The color codes of awareness are not to be confused with the government’s rendition that corresponds to the amount of danger to which you are exposed to at a given time.  Instead, it refers to your current state of mind and willingness to take action regardless of real or imagined threats.  It is considered a simple system of describing situational awareness.  The most important means of surviving a lethal confrontation, according to Lt. Col. Cooper, is neither the weapon nor the martial skills.  The primary tool is the combat mindset, set forth in his book, Principles of Personal Defense.
coopers code1White Unaware and unprepared. If attacked in Condition White, the only thing that may save you is the inadequacy or ineptitude of your attacker.
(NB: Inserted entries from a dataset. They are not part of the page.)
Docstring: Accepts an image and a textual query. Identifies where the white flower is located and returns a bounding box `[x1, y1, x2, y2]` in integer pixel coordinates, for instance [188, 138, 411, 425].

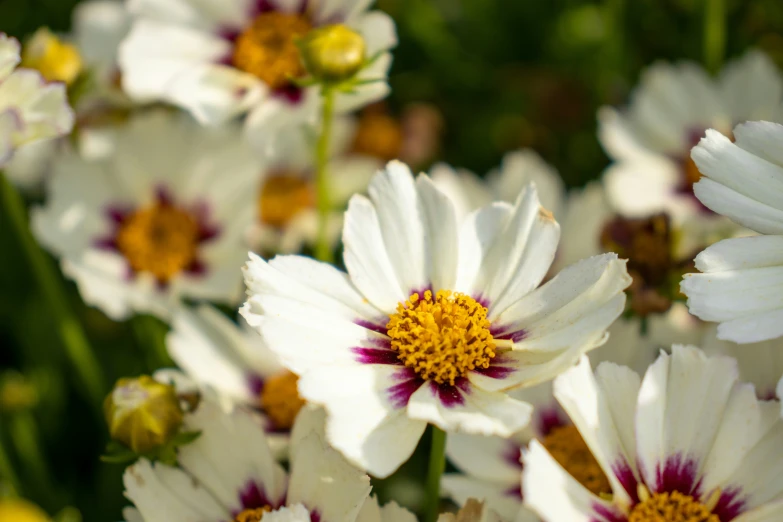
[33, 112, 260, 319]
[166, 305, 304, 458]
[0, 33, 73, 167]
[702, 325, 783, 399]
[430, 149, 568, 219]
[681, 122, 783, 343]
[248, 117, 381, 254]
[242, 162, 630, 476]
[599, 51, 783, 218]
[523, 346, 783, 522]
[124, 401, 415, 522]
[120, 0, 396, 154]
Yellow Relaxed alert. No specific threat. You are aware that the world is a potentially unfriendly place and you are prepared to defend yourself if necessary.  You don't have to be armed in this state, but if you are armed you should always be in Condition Yellow. You should be in Yellow whenever you are in unfamiliar surroundings or among people you don't know. You can remain in Yellow for long periods of time.  You are "taking in" surrounding information in a relaxed but alert manner.
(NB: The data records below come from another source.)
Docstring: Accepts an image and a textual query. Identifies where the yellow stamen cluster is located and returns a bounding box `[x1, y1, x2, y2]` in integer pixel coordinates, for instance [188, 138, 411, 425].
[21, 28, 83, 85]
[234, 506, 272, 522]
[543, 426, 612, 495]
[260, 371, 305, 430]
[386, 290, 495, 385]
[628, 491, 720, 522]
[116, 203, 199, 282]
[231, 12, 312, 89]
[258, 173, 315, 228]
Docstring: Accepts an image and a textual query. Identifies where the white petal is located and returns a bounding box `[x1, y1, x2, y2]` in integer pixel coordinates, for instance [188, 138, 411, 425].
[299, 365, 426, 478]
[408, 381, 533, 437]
Orange Specific alert. Something is not quite right and has your attention. You shift your primary focus to determine if there is a threat. Your mindset shifts to "I may have to shoot that person today", focusing on the specific target which has caused the escalation in alert status. In Condition Orange, you set a mental trigger: "If that person does "X", I will need to stop them". Staying in Orange can be a bit of a mental strain. If the threat proves to be nothing, you shift back to Condition Yellow.

Red Fight or flight. Your threat threshold has been breached and the fight is on.  You are actively engaging a threat and responding to situations until such time as the threat is removed.

The United States Marine Corps uses an additional condition Black, although it was not originally part of Lt. Cooper's Color Code.

Black Catastrophic breakdown of mental and physical performance. Usually over 175 heartbeats per minute, increased heart rate becomes counter productive. May have stopped thinking correctly. This can happen when going from Condition White or Yellow immediately to Condition Red.